C’est un chiffre qui interpelle : 84 000 bus vétustes circulent encore chaque jour sur les routes algériennes. C’est le ministre des transports, Saïd Sayoud, qui l’a révélé à la suite de l’accident tragique survenu vendredi soir à Alger, lorsqu’un bus de voyageurs a chuté d’un pont dans l’oued El Harrach, à Mohammadia, faisant 18 morts et 24 blessés.
Ce parc de bus vieillissants, mal entretenus, parfois rafistolés avec des pièces de fortune, qui constitue pourtant l’ossature du transport collectif dans le pays, est symptomatique d’une double faillite : celle du contrôle technique et celle des politiques de renouvellement des véhicules, restées lettre morte malgré des années de promesses.
« Ces véhicules doivent être remplacés », a reconnu le ministre, annonçant une vaste opération de modernisation censée répondre à l’urgence. Mais derrière l’effet d’annonce, la question est de savoir pourquoi ces « bus cercueils » ont-ils été tolérés aussi longtemps sur les routes, exposant quotidiennement les citoyens à la mort ?
Le ministre a par ailleurs pointé la responsabilité humaine, affirmant que « 90 % des accidents de la circulation sont causés par l’imprudence des conducteurs ». S’il est indéniable que la vitesse excessive, les dépassements dangereux ou l’épuisement des chauffeurs jouent un rôle, cette explication ne saurait suffire. La mécanique défaillante, le manque de pièces de rechange, l’absence d’entretien régulier et la dégradation des routes et ponts sont autant de facteurs aggravants.
L’on souligne aussi les failles du contrôle technique, souvent perçu comme une formalité plutôt que comme une véritable évaluation de sécurité. À cela s’ajoute le poids d’un secteur du transport en partie informel, échappant aux régulations.
Des milliers d’accidents meurtriers
Il faut dire que chaque année, des milliers d’accidents meurtriers endeuillent les familles algériennes, révélant la fragilité d’un secteur laissé en souffrance. Depuis plusieurs années, les accidents impliquant des bus endeuillent régulièrement les familles algériennes.
Pour rappel, le 22 février 2025, sur la RN 1, près de Tamanrasset, un bus de voyageurs est entré en collision avec un véhicule utilitaire avant de s’embraser.
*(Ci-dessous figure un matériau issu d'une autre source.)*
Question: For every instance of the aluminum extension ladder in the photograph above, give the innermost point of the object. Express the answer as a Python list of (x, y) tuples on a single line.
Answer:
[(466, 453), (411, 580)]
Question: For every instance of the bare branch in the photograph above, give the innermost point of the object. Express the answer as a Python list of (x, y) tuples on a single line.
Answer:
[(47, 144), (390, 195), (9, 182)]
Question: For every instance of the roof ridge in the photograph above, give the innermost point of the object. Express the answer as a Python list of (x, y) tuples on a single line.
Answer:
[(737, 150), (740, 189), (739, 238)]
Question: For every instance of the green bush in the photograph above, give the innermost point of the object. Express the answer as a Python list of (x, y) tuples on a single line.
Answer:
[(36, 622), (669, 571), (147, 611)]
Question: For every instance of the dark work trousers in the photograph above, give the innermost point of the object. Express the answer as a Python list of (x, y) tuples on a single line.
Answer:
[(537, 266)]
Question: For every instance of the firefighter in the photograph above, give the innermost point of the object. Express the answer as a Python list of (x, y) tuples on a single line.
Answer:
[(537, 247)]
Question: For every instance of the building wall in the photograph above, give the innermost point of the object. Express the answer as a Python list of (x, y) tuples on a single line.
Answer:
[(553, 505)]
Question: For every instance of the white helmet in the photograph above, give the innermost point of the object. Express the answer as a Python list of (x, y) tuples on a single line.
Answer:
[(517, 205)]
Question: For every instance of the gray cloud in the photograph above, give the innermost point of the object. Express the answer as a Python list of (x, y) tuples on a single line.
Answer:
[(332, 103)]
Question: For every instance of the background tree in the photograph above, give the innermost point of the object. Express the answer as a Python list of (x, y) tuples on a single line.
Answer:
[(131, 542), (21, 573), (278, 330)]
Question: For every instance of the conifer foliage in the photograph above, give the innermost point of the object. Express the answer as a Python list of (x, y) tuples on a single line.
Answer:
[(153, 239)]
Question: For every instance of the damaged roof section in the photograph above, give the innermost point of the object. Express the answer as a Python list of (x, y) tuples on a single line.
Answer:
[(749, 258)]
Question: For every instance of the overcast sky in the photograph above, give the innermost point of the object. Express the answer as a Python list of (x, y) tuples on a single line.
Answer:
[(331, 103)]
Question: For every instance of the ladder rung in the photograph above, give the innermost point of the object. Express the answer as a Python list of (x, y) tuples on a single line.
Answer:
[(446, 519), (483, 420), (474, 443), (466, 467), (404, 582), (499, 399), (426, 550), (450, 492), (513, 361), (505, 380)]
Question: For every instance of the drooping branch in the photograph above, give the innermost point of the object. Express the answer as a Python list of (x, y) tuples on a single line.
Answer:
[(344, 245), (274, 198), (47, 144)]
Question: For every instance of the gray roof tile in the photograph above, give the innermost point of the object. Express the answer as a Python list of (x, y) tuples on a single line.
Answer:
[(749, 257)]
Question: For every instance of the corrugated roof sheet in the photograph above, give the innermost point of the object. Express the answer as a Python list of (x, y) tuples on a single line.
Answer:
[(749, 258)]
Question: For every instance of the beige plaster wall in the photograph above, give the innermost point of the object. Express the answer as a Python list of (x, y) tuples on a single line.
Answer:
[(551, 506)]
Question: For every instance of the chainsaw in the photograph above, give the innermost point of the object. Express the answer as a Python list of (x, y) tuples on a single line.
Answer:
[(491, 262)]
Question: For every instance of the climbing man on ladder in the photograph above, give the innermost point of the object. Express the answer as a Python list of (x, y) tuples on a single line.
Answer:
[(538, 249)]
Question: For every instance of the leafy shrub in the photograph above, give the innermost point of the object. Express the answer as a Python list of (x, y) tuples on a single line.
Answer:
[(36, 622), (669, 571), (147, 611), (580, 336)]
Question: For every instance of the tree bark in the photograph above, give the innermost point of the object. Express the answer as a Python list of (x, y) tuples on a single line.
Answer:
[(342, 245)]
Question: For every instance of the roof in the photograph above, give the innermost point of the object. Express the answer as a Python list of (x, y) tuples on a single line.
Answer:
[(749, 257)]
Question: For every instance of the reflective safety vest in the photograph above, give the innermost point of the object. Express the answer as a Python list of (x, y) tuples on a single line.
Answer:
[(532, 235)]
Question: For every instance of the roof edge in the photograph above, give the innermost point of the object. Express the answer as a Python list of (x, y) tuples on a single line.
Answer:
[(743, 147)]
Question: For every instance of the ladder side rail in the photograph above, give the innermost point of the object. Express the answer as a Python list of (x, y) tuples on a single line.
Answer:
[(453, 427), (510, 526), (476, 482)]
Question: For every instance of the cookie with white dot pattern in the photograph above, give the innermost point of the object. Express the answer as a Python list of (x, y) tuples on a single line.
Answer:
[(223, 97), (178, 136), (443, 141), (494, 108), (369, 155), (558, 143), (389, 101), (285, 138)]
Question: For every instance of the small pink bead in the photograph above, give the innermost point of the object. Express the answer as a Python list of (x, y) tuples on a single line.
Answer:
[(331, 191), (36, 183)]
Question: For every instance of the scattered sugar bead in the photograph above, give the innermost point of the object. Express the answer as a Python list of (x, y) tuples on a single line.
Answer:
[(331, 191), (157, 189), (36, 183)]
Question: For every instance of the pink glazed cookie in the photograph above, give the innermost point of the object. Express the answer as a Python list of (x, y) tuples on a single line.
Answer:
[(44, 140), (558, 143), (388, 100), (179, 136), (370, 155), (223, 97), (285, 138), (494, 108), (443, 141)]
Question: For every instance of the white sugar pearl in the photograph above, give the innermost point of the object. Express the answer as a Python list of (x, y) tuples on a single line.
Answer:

Trente-quatre personnes ont péri, carbonisées, et onze autres ont été blessées, dont plusieurs grièvement.
Quelques jours plus tard, le 6 mars, c’est un bus scolaire qui percutait un camion dans la wilaya de Tiaret : deux élèves y ont trouvé la mort et 33 autres enfants ont été blessés.
À Constantine, le 27 juillet 2025, une collision frontale entre deux bus sur l’autoroute Est-Ouest a provoqué trois morts et 41 blessés, confirmant une fois encore la vulnérabilité du transport collectif.En juillet 2023, un accident sur la RN 6, près d’El Bayadh, avait coûté la vie à sept personnes et blessé 35 autres.
Face à l’émotion suscitée par cette tragédie, le président Abdelmadjid Tebboune a décrété un deuil national d’une journée à partir de vendredi soir, avec mise en berne du drapeau. Le chef de l’État a également décidé d’accorder une aide d’un million de dinars (100 millions de centimes) aux familles des victimes, a annoncé le ministre de l’intérieur, Brahim Merad.